If you decide to buy a disability policy on your own, research the plans. These policies can be very complicated, with many caveats and restrictions, such as what qualifies as a disability. What’s more, costs for these plans can vary based on your income and type of coverage. Beware that the cheaper plans have very strict definitions of disability, making it difficult at times to claim benefits.
Many companies also provide short-term disability insurance, more commonly known as sick leave. This insurance kicks in when you’re unable to work due to an illness, minor injury or the birth of a child. Coverage ranges from a few days to as much as one year. Some companies base your sick leave on the number of years you’ve worked at the company.
Long-term care: Long-term health care provides coverage for people who suffer from a chronic illness and need assistance with basic tasks such as bathing and eating. Most long-term care insurance will cover the costs of nursing homes, assisted-living facilities, adult day care and even in-house care.
The first thing to realize about long-term health care is that it is expensive. The average cost for one year in an assisted-living facility is $35,62, and it is expected to rise to $175,000 by 2020. Home health care runs an average of $19 per hour, according to MetLife’s Mature Market Institute, the company’s research and policy resource center for aging issues.
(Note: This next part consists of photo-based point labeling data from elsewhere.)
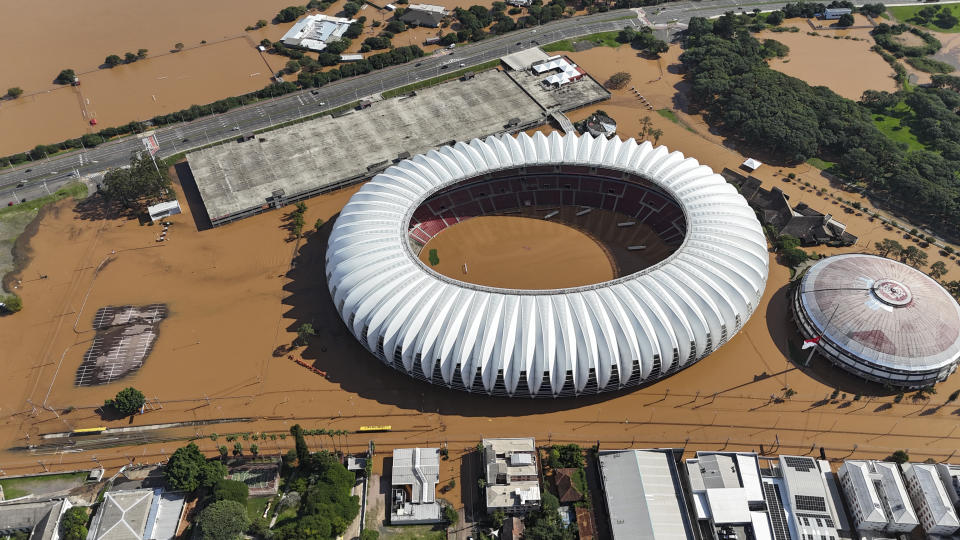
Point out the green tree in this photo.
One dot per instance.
(304, 332)
(888, 247)
(66, 76)
(137, 186)
(128, 401)
(187, 469)
(223, 520)
(11, 303)
(291, 13)
(899, 456)
(231, 490)
(350, 9)
(303, 451)
(938, 269)
(450, 514)
(73, 524)
(618, 80)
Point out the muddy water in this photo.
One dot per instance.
(233, 300)
(825, 61)
(518, 253)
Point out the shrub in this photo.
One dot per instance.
(128, 401)
(618, 80)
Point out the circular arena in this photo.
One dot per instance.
(697, 273)
(880, 319)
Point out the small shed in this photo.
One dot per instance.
(164, 209)
(751, 164)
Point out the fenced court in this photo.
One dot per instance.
(261, 479)
(125, 336)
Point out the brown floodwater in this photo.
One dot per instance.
(846, 66)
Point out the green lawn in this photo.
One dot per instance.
(256, 505)
(820, 163)
(39, 485)
(75, 189)
(904, 13)
(602, 39)
(412, 532)
(437, 80)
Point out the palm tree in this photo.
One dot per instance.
(645, 124)
(656, 134)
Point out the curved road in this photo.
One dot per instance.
(35, 179)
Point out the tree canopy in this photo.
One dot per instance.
(137, 186)
(187, 469)
(223, 520)
(128, 401)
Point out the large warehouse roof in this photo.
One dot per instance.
(883, 312)
(674, 312)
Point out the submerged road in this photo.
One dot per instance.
(38, 178)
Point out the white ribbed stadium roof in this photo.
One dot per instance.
(563, 341)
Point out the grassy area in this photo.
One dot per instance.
(669, 115)
(892, 127)
(412, 532)
(19, 487)
(672, 116)
(256, 506)
(905, 13)
(74, 189)
(601, 39)
(820, 163)
(437, 80)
If you have assets of less than $200,000, experts contend that you can’t afford long-term care on your own.
The right time to buy long-term care insurance is around age 60, though agents encourage people to sign up at around 40 because as one grows older, premiums increase.
For those who can afford long-term health care, note that the plans vary dramatically in options. Some plans cover the cost of having a person for errands and household chores, while others just pay a licensed aide or nurse. There are also several options for paying for the policy. Some insurers want you to pay the premium in full over a set period of time, such as 10 years. Others require that you pay indefinitely.
Term or whole life insurance: Ask a person to explain the difference between term and whole life insurance and bets are that they won’t be able to do it. Yet, a life insurance policy is essential to the financial stability of any family.
A term policy is for life coverage only. When the insured person dies, the policy pays the face amount of the policy to the named beneficiary. Term life can be purchased for periods of one year to 30 years and the monthly premium can be locked in over the life of the policy. Generally, the younger you are when you buy the policy, the lower the monthly payments.
Whole life insurance, on the other hand, combines a term policy with an investment component. The investment could be in bonds and money-market instruments or stocks. The policy builds cash value that you can borrow against. The three most common types of whole life insurance are traditional whole life policies, universal and variable. You can also lock in the same monthly payment over the life of the policy.
There also is a difference in costs. Whole life insurance is more expensive than term. You’re paying not only for insurance but also for the investment portion. Whole life policies also come with steep fees and commissions, which sometimes lop off as much as three percentage points from the annual return. What’s more, there are commissions that are typically 100 percent of your first year’s premium.
On the other hand, premiums for term insurance are downright cheap for people in good health up to about age 50. After that age, premiums start to get progressively more expensive. The same happens with whole life policies. People who need coverage starting in their 60s have no alternative but to buy whole life. Most companies won’t sell term policies to people over age 65.